One of this year’s first GoldeneyeViguiera dentata, flowers was hiding behind some large leaves.


Another primarily fall bloomer, this happy native will burst forth with masses of blooms in October, so Texas-bright that you’ll almost need sunglasses to look at them!    For now, the perennial sunflower is growing and producing a smattering of blooms.

The Red Yucca, Hesperaloe parviflora, is common in Central Texas. The clusters of pink-to-coral blooms,


are favored by hummingbirds, bees and people.   Red Yucca is quite dramatic when viewed in its full form.


The tall, arching branches hold aloft those bloom clusters high above other perennials.

Closer to the ground, Pigeonberry, Rivina humilis,  is a low-growing ground-cover that is beautiful and cooling in shade.



It produces many small, pink flower spikes which form luscious red berries which grateful birds enjoy.


In my gardens, a variety of doves snack on these berries.

Another strong hummingbird attractor is the Flame Acanthus, Anisacanthus quadrifidus var. wrightii.  A deciduous shrub, the Fame Acanthus grows red-to-orange tubular flowers.


These striking blossoms bloom profusely during the summer and fall months and without efforts from this gardener.


That’s my kind of wildflower plant!

Here it is in full shrub mode, photo-bombed by a hardy Turk’s Cap!P1050985.new

There are many native Ruellia Texas.  The one I grow is called Drummond’s Wild Petunia or Ruellia drummondiana and is another wildflower at the start of its summer/fall bloom cycle.  A very tough plant which doesn’t require work from me, it displays small, purple blooms. Fresh blooms open each morning, then drop at the end of the day.



A versatile perennial, it performs well in either shade or sun and isn’t large.  Ruellia dies to the ground in the winter, so  I like to plant it between evergreens, like this group which is sandwiched between native Columbine on its left and native Yarrow to its right.


To me,  Turk’s CapMalvaviscus arboreus,  is the quintessential Texas wildflower.  Thriving in the hottest and toughest conditions, it blooms, blooms, blooms.
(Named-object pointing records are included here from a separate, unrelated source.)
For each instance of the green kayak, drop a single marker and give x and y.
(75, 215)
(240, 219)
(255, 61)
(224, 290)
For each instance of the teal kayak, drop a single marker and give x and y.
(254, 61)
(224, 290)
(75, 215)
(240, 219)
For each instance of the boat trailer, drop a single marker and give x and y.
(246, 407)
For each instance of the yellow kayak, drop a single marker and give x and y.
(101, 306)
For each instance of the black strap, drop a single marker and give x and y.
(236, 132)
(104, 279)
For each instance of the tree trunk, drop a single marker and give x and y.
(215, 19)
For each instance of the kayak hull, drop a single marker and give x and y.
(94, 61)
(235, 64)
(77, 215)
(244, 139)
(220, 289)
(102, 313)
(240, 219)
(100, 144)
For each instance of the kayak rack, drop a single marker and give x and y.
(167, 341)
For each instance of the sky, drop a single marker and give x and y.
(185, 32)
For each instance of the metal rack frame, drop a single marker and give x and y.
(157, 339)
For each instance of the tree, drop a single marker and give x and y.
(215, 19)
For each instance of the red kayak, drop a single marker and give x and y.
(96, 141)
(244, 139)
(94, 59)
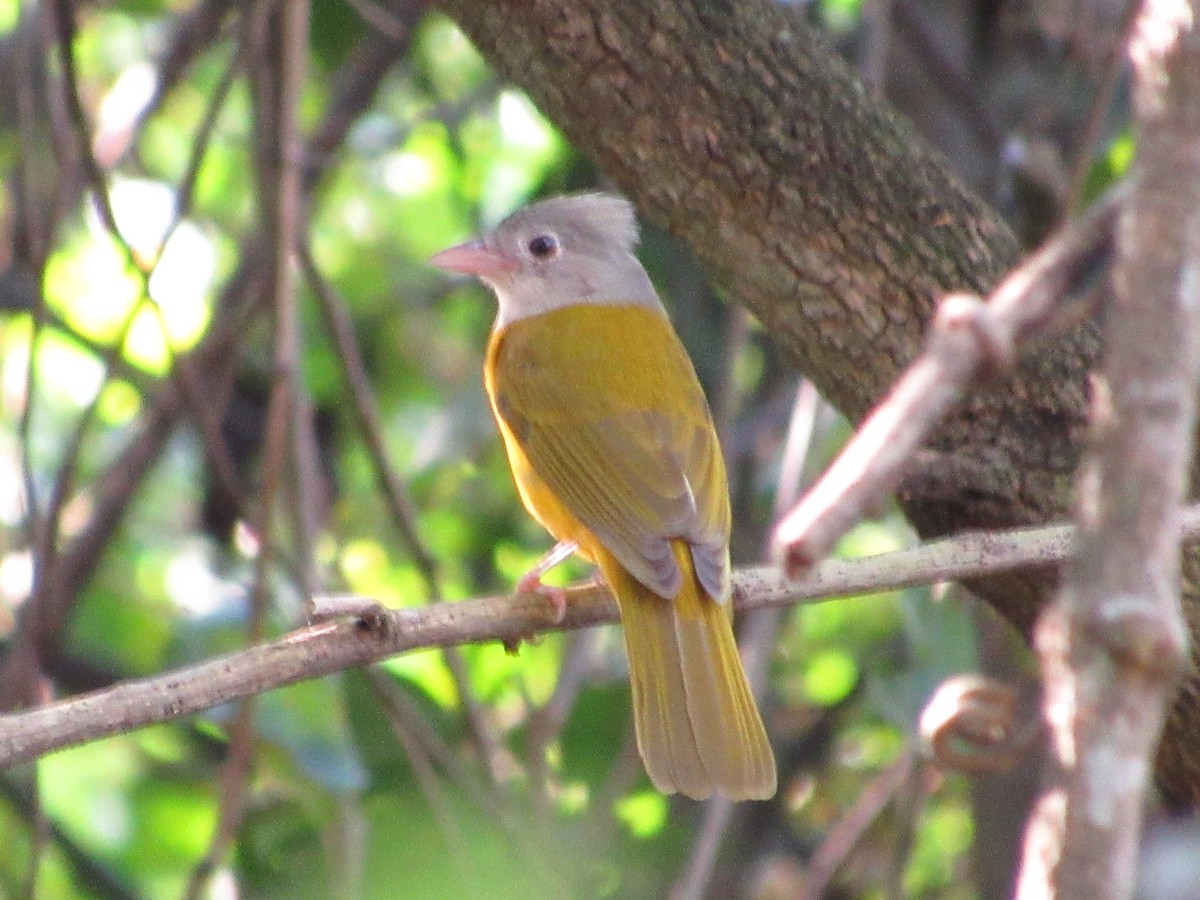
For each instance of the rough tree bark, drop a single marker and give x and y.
(735, 126)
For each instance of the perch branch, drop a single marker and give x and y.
(331, 646)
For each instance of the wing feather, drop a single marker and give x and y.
(624, 439)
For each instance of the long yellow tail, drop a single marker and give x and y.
(699, 730)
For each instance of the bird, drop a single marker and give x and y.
(613, 451)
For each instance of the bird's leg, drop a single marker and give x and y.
(531, 583)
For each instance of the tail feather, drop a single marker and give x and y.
(699, 730)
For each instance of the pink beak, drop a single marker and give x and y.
(473, 258)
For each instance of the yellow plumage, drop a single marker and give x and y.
(605, 424)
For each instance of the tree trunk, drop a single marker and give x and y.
(733, 125)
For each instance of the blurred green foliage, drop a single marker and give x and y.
(335, 804)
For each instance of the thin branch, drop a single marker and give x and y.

It provides all sorts of good things for wildlife: cover, nectar, pollen and fruit.  What’s not to love about that plant for Texas birds, bees and butterflies?  And for two-legged Texans, Turk’s Cap form lovely perennial shrubs for their gardens that are easily maintained and make the statement: I’m from here!


Beauty matters.

Wildflowers matter.

Grow what belongs where you are: for ease, for wildlife, and because wildflowers work in the garden–in all sorts of ways.

Grow wildflowers because they give joy.  And joy matters.